Menurut Bima, hal itu dilakukan karena BKN tidak memiliki instrumen untuk melaksanakan TWK para pegawai KPK tersebut.
“BKN punya instrumen TWK tapi tidak sesuai dengan KPK. Karena yang dinilai orang-orang yang senior, yang sudah lama berada di KPK, ada deputi, kepala biro, direktur, penyidik utama,” kata Bima dalam konferensi pers di Kantor Komnas HAM, Menteng, Jakarta, Selasa (22/6/2021) yang ditayangkan di YouTube Humas Komnas HAM RI.
Menurut dia, instrumen TWK yang dimiliki BKN saat ini hanya untuk melakukan tes masuk pada calon pegawai negeri sipil (CPNS).
Bima mengatakan, instrumen itu tidak cocok digunakan untuk melakukan tes pada pegawai KPK yang sudah bekerja lama sebagai pegawai dan menjadi pejabat struktural.
“Yang kami miliki adalah tes untuk CPNS di tahapan entry level. Jadi tes ini kami rasakan tidak pas kalau digunakan untuk pejabat yang sudah menjabat,“ kata dia.
Karena alasan itu, kata Bima, BKN akhirnya menggunakan instrumen yang dimiliki oleh Dinas Psikologi Angkatan Darat (AD) untuk melaksanakan TWK itu.

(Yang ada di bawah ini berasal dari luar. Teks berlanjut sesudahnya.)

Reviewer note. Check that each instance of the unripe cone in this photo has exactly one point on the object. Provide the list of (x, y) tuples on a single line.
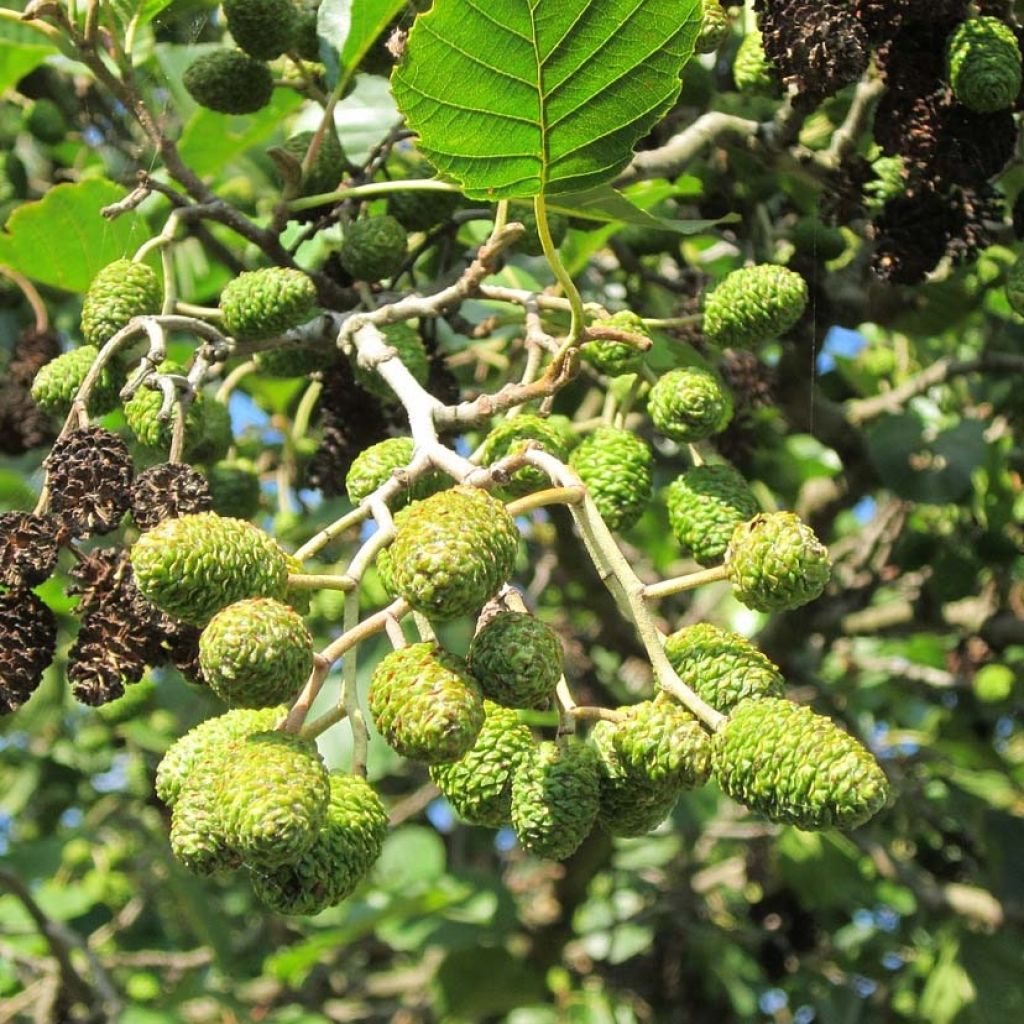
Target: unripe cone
[(195, 565), (478, 785), (555, 798), (616, 466), (341, 856), (452, 552), (754, 304), (517, 660), (256, 653), (425, 704), (795, 766), (722, 668), (775, 562)]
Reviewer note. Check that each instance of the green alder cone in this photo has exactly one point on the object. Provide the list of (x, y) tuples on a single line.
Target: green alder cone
[(452, 552), (261, 28), (984, 64), (176, 765), (775, 561), (373, 248), (228, 82), (616, 466), (342, 855), (792, 765), (754, 304), (256, 653), (615, 357), (425, 704), (193, 566), (706, 505), (119, 292), (56, 383), (555, 798), (517, 660), (264, 303), (689, 404), (478, 785), (272, 797), (722, 668), (509, 437)]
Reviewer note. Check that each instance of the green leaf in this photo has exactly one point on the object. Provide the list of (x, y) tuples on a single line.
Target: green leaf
[(62, 240), (541, 96)]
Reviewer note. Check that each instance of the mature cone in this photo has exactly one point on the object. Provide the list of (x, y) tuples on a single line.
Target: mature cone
[(775, 561), (792, 765), (517, 660), (229, 82), (264, 303), (453, 551), (176, 766), (722, 668), (195, 565), (342, 855), (272, 797), (373, 248), (616, 466), (478, 785), (555, 798), (89, 476), (689, 404), (122, 290), (425, 704), (57, 383), (256, 653), (985, 65), (509, 436), (614, 357), (706, 504), (29, 547), (261, 28), (28, 640), (167, 491)]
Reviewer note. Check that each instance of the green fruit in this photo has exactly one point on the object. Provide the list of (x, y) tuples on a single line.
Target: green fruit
[(614, 357), (754, 304), (517, 660), (176, 766), (555, 798), (792, 765), (775, 562), (478, 785), (722, 668), (57, 382), (984, 65), (229, 82), (425, 704), (193, 566), (122, 290), (272, 797), (343, 853), (265, 303), (373, 248), (689, 404), (509, 437), (260, 28), (452, 552), (616, 466), (256, 653), (706, 505)]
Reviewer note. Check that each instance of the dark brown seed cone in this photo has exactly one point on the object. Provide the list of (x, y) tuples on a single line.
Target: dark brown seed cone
[(28, 549), (28, 640), (89, 475), (166, 492)]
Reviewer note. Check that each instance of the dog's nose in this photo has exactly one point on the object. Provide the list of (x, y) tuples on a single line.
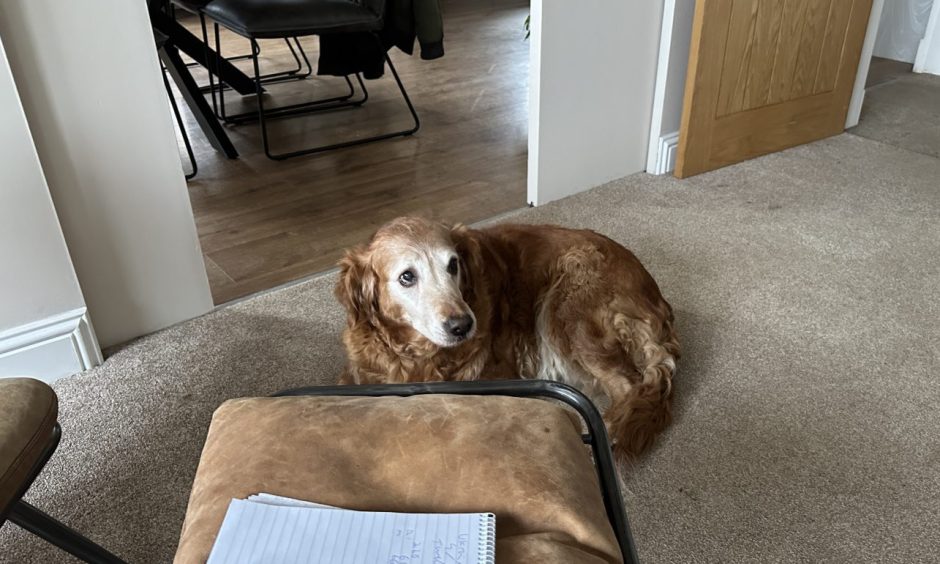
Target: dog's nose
[(459, 325)]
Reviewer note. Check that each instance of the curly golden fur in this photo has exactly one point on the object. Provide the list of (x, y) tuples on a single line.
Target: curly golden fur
[(426, 302)]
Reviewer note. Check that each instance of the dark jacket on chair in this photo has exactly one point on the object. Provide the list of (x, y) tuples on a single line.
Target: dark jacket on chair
[(405, 20)]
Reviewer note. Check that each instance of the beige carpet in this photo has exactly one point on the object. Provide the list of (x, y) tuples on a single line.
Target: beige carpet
[(806, 288)]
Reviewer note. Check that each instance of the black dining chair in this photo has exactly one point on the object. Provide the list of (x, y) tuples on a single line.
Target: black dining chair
[(302, 69), (272, 19)]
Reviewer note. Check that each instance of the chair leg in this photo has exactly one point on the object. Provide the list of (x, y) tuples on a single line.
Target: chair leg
[(321, 106), (69, 540), (182, 126)]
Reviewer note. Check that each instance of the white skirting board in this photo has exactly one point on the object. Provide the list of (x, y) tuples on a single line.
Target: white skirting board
[(50, 348), (666, 154)]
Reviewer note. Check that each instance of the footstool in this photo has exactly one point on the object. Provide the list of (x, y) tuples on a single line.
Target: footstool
[(445, 447)]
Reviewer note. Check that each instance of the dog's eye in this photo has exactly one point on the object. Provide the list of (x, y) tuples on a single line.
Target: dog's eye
[(407, 278)]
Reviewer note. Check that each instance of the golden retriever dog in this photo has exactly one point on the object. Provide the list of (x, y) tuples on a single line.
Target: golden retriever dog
[(426, 302)]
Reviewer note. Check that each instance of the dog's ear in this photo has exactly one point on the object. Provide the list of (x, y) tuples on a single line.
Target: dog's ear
[(356, 288), (471, 257)]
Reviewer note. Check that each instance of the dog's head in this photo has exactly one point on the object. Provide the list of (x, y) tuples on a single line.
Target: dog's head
[(410, 275)]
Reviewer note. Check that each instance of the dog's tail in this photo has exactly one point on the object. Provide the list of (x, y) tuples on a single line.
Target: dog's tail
[(635, 418)]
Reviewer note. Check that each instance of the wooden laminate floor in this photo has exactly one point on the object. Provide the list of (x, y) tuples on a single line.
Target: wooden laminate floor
[(262, 223)]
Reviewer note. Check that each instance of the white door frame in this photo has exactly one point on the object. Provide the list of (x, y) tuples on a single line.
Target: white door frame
[(926, 61), (868, 47), (591, 76)]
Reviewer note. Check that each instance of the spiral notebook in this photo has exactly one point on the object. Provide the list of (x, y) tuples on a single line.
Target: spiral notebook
[(269, 528)]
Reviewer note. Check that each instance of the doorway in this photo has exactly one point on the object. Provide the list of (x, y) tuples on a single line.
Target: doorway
[(902, 107), (264, 223)]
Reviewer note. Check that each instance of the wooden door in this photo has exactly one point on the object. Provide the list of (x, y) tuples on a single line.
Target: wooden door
[(765, 75)]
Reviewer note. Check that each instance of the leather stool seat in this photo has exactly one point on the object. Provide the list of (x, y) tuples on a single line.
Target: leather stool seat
[(292, 18), (28, 411), (520, 458)]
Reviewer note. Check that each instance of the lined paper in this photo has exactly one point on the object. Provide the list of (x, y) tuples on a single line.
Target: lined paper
[(267, 528)]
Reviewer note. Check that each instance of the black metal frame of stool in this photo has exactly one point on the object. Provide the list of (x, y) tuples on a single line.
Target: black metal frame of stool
[(596, 436), (180, 124), (218, 104), (47, 528), (299, 55), (299, 73), (321, 105)]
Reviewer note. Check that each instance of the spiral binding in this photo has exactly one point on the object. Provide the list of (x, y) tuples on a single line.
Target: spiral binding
[(488, 533)]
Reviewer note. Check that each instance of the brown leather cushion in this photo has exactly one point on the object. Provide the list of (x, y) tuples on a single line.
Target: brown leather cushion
[(521, 459), (28, 411)]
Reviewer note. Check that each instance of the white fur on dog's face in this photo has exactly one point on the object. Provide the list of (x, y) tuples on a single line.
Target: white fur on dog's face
[(422, 281)]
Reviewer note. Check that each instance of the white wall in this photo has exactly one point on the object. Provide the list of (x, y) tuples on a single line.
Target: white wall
[(41, 303), (593, 66), (902, 26), (928, 53), (88, 77), (675, 40)]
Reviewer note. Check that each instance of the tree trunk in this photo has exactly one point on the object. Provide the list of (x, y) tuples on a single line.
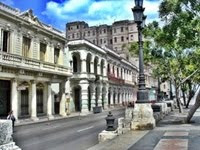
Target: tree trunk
[(193, 108), (177, 99)]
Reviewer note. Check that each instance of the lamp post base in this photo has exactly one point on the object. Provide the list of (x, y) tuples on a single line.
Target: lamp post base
[(142, 96), (142, 117)]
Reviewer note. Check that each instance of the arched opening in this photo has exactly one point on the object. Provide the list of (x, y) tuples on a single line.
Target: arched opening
[(102, 66), (108, 69), (76, 63), (40, 98), (24, 99), (96, 60), (88, 62), (89, 98), (77, 100)]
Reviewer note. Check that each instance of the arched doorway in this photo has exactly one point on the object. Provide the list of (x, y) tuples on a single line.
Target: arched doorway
[(24, 99), (4, 98), (40, 98), (89, 98), (76, 63), (77, 100)]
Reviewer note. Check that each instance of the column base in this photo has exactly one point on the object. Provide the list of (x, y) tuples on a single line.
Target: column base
[(34, 118), (142, 117), (50, 117), (84, 112)]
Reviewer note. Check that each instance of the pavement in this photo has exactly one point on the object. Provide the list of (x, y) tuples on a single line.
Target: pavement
[(169, 134), (42, 119), (73, 133)]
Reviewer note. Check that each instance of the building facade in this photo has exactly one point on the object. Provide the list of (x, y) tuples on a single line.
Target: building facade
[(116, 36), (33, 56), (100, 77)]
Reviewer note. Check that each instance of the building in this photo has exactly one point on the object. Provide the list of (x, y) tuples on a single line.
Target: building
[(116, 36), (33, 56), (100, 77)]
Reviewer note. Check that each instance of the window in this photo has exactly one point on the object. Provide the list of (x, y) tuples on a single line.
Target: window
[(122, 39), (115, 39), (42, 51), (110, 41), (122, 29), (5, 35), (26, 46), (100, 41), (56, 55)]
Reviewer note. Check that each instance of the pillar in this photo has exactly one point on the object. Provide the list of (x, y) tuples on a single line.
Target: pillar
[(62, 110), (14, 98), (99, 98), (33, 101), (49, 102), (84, 97)]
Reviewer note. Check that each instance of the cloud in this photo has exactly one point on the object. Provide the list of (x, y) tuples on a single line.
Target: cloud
[(8, 2), (96, 12)]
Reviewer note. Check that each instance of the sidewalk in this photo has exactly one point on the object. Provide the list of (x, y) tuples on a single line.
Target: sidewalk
[(41, 119), (169, 134)]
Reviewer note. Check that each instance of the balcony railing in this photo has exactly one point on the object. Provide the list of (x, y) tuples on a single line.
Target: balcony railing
[(115, 79), (20, 62)]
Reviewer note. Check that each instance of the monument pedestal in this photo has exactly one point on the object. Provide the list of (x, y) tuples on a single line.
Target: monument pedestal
[(142, 117)]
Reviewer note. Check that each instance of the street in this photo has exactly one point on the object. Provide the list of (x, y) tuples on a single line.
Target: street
[(66, 134)]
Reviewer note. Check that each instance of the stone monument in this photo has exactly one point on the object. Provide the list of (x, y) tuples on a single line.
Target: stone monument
[(6, 140)]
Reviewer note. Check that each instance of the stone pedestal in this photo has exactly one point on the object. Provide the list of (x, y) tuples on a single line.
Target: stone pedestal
[(142, 117), (106, 135), (6, 140)]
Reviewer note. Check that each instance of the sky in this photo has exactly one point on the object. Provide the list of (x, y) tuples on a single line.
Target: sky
[(94, 12)]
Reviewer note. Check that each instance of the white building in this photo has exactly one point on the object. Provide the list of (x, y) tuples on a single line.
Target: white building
[(100, 77), (33, 56)]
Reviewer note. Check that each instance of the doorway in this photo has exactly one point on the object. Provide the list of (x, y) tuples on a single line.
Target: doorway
[(4, 98), (77, 99)]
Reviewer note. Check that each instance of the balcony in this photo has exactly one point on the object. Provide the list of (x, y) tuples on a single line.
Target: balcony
[(112, 78), (19, 62)]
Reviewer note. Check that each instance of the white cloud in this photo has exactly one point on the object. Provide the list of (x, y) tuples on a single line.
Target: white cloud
[(8, 2), (96, 12)]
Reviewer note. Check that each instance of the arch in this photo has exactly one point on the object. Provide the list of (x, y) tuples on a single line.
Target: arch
[(76, 62), (96, 61), (40, 98), (77, 98), (88, 62), (102, 66), (89, 98), (24, 93)]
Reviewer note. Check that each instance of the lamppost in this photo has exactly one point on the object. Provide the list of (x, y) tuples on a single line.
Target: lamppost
[(139, 18), (142, 112)]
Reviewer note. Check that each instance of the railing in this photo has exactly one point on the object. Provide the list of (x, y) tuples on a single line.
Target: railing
[(115, 79), (28, 63)]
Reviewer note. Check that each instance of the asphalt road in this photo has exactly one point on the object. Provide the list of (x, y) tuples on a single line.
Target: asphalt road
[(66, 134)]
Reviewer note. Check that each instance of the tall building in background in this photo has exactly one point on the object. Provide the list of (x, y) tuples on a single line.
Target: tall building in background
[(117, 36)]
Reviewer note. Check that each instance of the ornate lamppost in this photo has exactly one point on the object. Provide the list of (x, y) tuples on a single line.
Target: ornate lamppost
[(142, 112), (139, 18)]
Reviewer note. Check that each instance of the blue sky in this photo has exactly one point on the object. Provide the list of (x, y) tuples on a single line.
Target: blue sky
[(94, 12)]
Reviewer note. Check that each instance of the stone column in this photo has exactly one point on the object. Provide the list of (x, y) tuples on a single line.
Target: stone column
[(49, 101), (14, 98), (33, 101), (84, 97), (99, 94), (62, 110), (93, 95)]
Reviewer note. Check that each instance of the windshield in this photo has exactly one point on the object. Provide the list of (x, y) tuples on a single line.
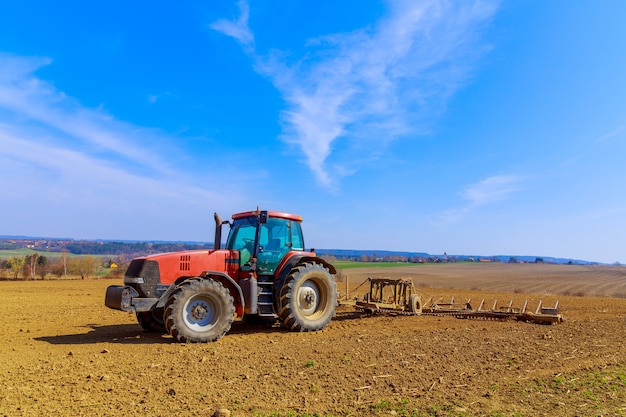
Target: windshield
[(276, 237), (242, 234)]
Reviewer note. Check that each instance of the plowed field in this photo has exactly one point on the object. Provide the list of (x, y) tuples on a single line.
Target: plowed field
[(63, 353)]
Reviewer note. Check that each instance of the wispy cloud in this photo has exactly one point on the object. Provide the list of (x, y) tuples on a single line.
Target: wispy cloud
[(36, 104), (357, 91), (482, 193), (56, 153), (237, 29)]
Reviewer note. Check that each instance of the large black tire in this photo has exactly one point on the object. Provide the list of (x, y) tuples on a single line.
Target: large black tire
[(199, 311), (152, 321), (308, 298)]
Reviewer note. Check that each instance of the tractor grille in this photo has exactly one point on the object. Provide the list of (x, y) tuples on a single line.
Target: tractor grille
[(143, 275), (185, 262)]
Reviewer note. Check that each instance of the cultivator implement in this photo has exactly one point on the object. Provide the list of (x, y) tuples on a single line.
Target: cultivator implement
[(541, 315), (386, 295), (397, 296)]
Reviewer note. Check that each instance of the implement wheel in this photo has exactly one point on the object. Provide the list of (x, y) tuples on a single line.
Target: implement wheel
[(200, 310), (415, 303), (308, 298)]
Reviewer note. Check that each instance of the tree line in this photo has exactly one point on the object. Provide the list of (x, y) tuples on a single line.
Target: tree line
[(36, 266)]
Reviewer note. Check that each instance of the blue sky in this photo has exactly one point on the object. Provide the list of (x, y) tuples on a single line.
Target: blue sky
[(466, 127)]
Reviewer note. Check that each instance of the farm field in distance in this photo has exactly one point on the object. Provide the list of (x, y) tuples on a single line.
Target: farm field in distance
[(64, 353)]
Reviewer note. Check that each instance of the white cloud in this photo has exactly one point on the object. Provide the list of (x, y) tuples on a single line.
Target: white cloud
[(62, 163), (485, 192), (239, 28), (365, 88), (491, 189)]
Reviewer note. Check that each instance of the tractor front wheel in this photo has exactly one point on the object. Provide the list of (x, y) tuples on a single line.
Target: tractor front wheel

“Kenapa kok sampai menggunakan instrumen yang dimiliki oleh Dinas Psikologi AD itu panjang ceritanya. Itu yang digunakan, kenapa yang digunakan, karena ini masih satu-satunya alat instrumen yang tersedia, yang fair, jadi kami gunakan the best available instrument yang ada,” tutur dia.
Komnas HAM melakukan pemeriksaan pada Bima Haria Wibisana untuk menggali informasi lebih dalam tentang pengadaan TWK sebagai syarat alih status pegawai KPK menjadi Aparatur Sipil Negara.
Pemeriksaan itu menindaklanjuti laporan tentang adanya dugaan pelanggaran HAM pada pelaksanaan tes tersebut.
Saat ini proses penyelidikan terkait pengadaan TWK masih terus berlangsung. Komnas HAM masih mengumpulkan berbagai informasi dari semua pihak yang terlibat dalam pelaksanaan tes itu.